We encourage you to review the Commission’s E-ZPass privacy policy on our website. The privacy policy describes the types of customer data collected by our Electronic Toll Collection systems. All personal data obtained by the Commission is used solely for the purpose of toll collection including E-ZPass transaction processing, issuance of toll invoices or violation notices, toll collection enforcement laws as outlined in our E-ZPass agreement and required in PA’s electronic toll collection statute. Moreover, the electronic toll collection data is not made available in civil litigation or in response to Right-to-Know Law requests.
9. What are the limitations on what personal data can be shared internally and is there a period from which the data is then erased from storage when it is no longer relevant?
Very little personal data is shared internally as the data is securely maintained by a third-party vendor in accordance with its Contract with the Commission and Pennsylvania’s electronic toll collection statute.
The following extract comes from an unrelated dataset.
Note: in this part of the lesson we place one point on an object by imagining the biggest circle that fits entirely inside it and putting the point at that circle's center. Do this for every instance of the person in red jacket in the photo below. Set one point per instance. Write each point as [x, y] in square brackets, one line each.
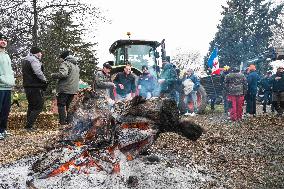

The Commission also has a Data Classification Standard and a Records Retention Policy, which are published on our website. The Data Classification Standard ensures that data is identified, classified, labeled, and properly handled and protected in accordance with its importance and potential impact to the Commission. The Records Retention Policy ensures that the Commission maintains those records that are needed for legal compliance and that support current Commission operations.
10. Are subscription reviews made public? Are there year to year updates of performance?
Subscription reviews are not made public and are protected from disclosure by the Right-to-Know law. As discussed above, the Commission determines if a Software-as-a-Service application is still the best option and decides whether to renew or cancel it.
11. Can a subscription be canceled in contracted years for violation of negotiated terms?
Yes, subscriptions can be cancelled for violation of terms and conditions. In most cases, the Commission can choose not to renew a subscription at any point.
12. If a subscription is canceled can the reasons and the performance of the certain vendor be made public?
The Commission does not track such information. However, we do post our purchase orders and contracts on the Commission’s website.
13. Is the PTC required to have a secure, off site data storage facility?
Based on the data that the Commission processes, we are not required to use off-site data storage. We do, however, store and maintain backup copies of data off-site for disaster recovery purposes. Additionally, the third-party vendor that operates our E-ZPass Customer Service Center also maintains a disaster recovery site.